There's an old trader saying: In great markets you can't get in; in bad markets you can't get out.

We have gone from a "you can't get out" market at 2 p.m. on Friday to a "you can't get in" market at 2 p.m. on Monday.

We have gone from the big debate over the weekend — "are we at a tradeable bottom?" — to "too far, too fast." This has happened in two trading sessions.

After dropping 2,800 points in a little more than a week, the Dow regained about 1,200 of those points (about 40 percent) by the close on Monday.

Welcome to the modern trading age. I call it "the hypermarket."

Why the rally? Most traders believe the fundamentals are still intact: higher earnings and a global economic recovery. But many traders were forced to lighten up in the chaos last week.

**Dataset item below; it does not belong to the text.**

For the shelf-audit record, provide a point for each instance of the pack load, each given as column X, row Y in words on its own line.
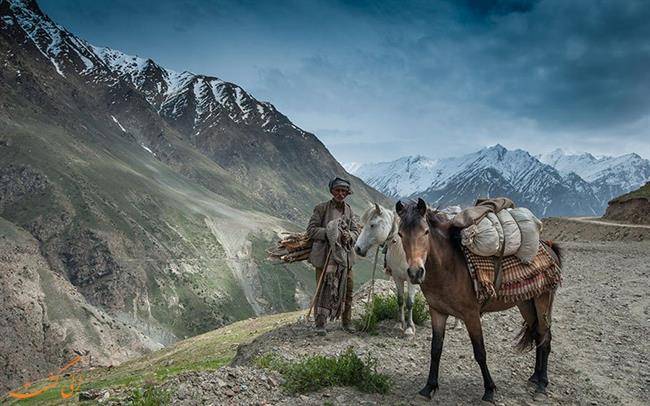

"Anyone who had stock for sale sold it last week," Joe Zicherman of Stadium Capital told me. "But it's early in the year, and no one has any performance. You can't have any outperformance in cash. Now if you want your stock back, you have to pay up for it. The markets have sold out."

For a lot of traders, this is way too fast, and they have a point. The "correction" is only 6 days old, far too soon to call any bottom.

The culprit is the underlying euphoria that still pervades the market. "Investors are still kind of itching to buy here," Citigroup's Tobias Levkovich said on CNBC. "We need a little bit of that enthusiasm to calm down further. So we're still in euphoric territory for the probabilities of losing money."

Even those who believe the fundamentals have not changed are arguing that there are too many "weak longs" in the market.

"I think the market will come back and test the low at some point," Mark Fisher of MBF Trading said Monday on CNBC.

One warning sign, they point out: The Russell 2000 turned negative mid-morning, dramatically underperforming big caps, a sign the fear of a rise in rates is very real and a slap in the face of traders who keep arguing last week's move down was a "technical" correction. It ended the day up 0.9 percent, far underperforming the S&P's gain of 1.4 percent.

Those who argue that the correction was not "technical" but "fundamental," a response to the better-than-expected jobs report and higher wage growth, will be closely watching this Wednesday's consumer price index numbers as well as Thursday's producer price index.